For some odd reason, it is totally okay to put and keep and addict on a maintenance opioid like Suboxone, but it is not okay to keep a pain patient on a maintenance opioid like Percocet. This is ridiculous.
You could also go to Narcotics or Alcoholics Anonymous, but if you’re at all introverted you won’t last long. The idea of introducing yourself to a group of strangers and then having to find a sponsor is terrifying for an introvert.
But even if you’re okay with all of that, these programs still have a very small success rate. Because they depend solely on your ability to abstain from whatever substance you’re addicted to, they leave a lot to be desired. If you go to a meeting and then go home to people who also use, or triggers of your use, the 12-Step program will not do much good. Of course they help some, I even know one person who was helped by it, but it isn’t for everyone.
What Can We Do?
We can start by legalizing marijuana across the board; recreationally and medically. Then we can make it an integral part of addiction treatment, as studies have shown that intermittent use helps patients abstain from the drug they are addicted to. Not only that, but it helps ease withdrawal symptoms, which is one of the main reasons people relapse. If it’s okay to give patients a stronger opioid than what they’re addicted to as “treatment”, then it’s okay to give them marijuana.
We should stop cutting off pain patients who have done nothing wrong, because by doing so we are creating more overdoses. When a patient who is in chronic, excruciating pain loses the only thing that gives them a semblance of normalcy, they will go to the street to find it.
The problem with this is that the illegal fentanyl that is shipped here is powder and then made into pills which look identical to prescription medications. So when a pain patient gets what they think are 10mg Percocets (which they were prescribed before), but are actually fentanyl, they will take them without even realizing it and overdose.
Stop stigmatizing both addiction and pain patients and treat them like human beings. No more mandatory minimums for addicts. Put more funding into treatment centers and make it less expensive and more available for people from all financial backgrounds.
Let’s stop demonizing and threatening the doctors who write these prescriptions. Stop giving the DEA and pharmacists more power over the prescriptions than the doctors who prescribe them. Leave the decision up to the doctors.

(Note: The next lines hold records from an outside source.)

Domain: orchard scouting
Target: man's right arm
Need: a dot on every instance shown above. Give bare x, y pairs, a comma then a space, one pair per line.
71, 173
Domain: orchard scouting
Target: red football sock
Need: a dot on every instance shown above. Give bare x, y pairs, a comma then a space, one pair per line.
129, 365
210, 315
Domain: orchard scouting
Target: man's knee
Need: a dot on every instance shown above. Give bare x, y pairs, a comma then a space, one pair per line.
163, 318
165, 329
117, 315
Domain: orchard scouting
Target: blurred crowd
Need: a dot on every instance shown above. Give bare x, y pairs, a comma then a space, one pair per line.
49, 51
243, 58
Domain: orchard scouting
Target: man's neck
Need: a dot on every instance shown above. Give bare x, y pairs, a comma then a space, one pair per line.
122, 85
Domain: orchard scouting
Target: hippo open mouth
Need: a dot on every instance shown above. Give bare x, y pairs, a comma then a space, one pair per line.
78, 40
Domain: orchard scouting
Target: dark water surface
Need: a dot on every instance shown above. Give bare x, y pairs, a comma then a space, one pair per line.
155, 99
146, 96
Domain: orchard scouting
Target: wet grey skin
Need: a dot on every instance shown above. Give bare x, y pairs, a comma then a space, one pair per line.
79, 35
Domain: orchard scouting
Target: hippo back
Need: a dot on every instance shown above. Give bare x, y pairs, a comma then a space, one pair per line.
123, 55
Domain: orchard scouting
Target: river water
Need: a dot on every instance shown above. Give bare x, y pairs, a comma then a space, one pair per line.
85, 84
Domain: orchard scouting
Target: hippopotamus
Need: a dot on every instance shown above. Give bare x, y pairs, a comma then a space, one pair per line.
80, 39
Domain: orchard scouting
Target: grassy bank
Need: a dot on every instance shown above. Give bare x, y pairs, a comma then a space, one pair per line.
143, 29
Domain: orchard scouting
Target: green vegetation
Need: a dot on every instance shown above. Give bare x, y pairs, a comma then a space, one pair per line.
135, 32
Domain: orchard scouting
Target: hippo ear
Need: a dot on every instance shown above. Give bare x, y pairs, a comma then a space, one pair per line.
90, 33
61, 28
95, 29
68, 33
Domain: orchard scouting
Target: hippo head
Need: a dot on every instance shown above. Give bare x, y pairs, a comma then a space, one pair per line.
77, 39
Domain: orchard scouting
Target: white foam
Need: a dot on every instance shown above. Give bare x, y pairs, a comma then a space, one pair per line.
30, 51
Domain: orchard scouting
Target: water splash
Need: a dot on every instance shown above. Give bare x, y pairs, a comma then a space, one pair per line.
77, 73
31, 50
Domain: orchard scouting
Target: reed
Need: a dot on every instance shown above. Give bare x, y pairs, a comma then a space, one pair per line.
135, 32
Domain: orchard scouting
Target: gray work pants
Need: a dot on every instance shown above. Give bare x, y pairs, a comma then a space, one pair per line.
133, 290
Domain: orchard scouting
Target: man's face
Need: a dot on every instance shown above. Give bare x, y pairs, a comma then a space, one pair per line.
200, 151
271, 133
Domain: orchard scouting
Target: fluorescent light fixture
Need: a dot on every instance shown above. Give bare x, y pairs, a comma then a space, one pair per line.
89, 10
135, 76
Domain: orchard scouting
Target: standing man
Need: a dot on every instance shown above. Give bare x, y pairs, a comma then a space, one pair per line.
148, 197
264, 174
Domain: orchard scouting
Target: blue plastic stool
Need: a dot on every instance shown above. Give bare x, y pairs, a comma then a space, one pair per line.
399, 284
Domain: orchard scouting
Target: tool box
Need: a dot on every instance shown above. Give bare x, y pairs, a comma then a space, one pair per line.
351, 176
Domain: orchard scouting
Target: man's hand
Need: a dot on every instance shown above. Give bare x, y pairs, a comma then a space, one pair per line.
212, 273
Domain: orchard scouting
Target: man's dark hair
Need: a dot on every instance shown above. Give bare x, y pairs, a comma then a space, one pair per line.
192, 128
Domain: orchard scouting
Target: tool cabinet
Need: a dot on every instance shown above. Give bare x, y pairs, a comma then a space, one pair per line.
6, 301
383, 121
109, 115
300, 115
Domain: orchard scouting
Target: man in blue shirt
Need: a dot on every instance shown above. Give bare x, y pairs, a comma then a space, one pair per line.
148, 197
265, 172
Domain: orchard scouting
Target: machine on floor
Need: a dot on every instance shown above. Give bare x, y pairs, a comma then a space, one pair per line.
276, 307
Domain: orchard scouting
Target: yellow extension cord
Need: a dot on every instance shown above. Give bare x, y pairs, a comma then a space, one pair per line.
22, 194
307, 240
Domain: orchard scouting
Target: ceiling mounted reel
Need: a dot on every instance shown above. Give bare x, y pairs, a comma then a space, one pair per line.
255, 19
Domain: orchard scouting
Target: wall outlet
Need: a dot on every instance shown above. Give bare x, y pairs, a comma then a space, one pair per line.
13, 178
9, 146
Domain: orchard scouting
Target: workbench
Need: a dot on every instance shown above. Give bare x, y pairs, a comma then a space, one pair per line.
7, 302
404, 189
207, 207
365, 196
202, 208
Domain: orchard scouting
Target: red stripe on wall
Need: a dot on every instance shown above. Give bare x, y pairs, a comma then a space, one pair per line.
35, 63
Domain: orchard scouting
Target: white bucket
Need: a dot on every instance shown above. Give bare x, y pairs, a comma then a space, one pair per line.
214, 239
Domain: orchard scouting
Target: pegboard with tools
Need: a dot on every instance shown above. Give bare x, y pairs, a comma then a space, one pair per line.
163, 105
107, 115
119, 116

There is definitely a problem with opioids in this country, but it’s not pain patients who are perpetuating it. In fact, when a pain patient is involved, it’s usually because they were cut off cold turkey from a scared doctor.
Without adequate addiction treatment, we will never solve this crisis. There are plenty of addicts who want help, they just cannot access it for whatever reason. If we can make it easier and more affordable for addicts to get treatment – and make the treatment itself better – we can get a handle on this problem.
Addiction is a multi-faceted issue that requires a multi-faceted approach to treatment. Not all addicts are going to respond to the same therapy, and some may need multiple types of treatment. Assuming that because one treatment option works for some that it will work for all is incorrect and – honestly – lazy.
The fact of the matter is that there will always be people who abuse these medications, but harming the majority for the actions of the minority does no good and actually makes things worse. There’s a reason why there are more heroin overdoses now than pain killer overdoses and it has a lot to do with how we’ve reacted to the crisis.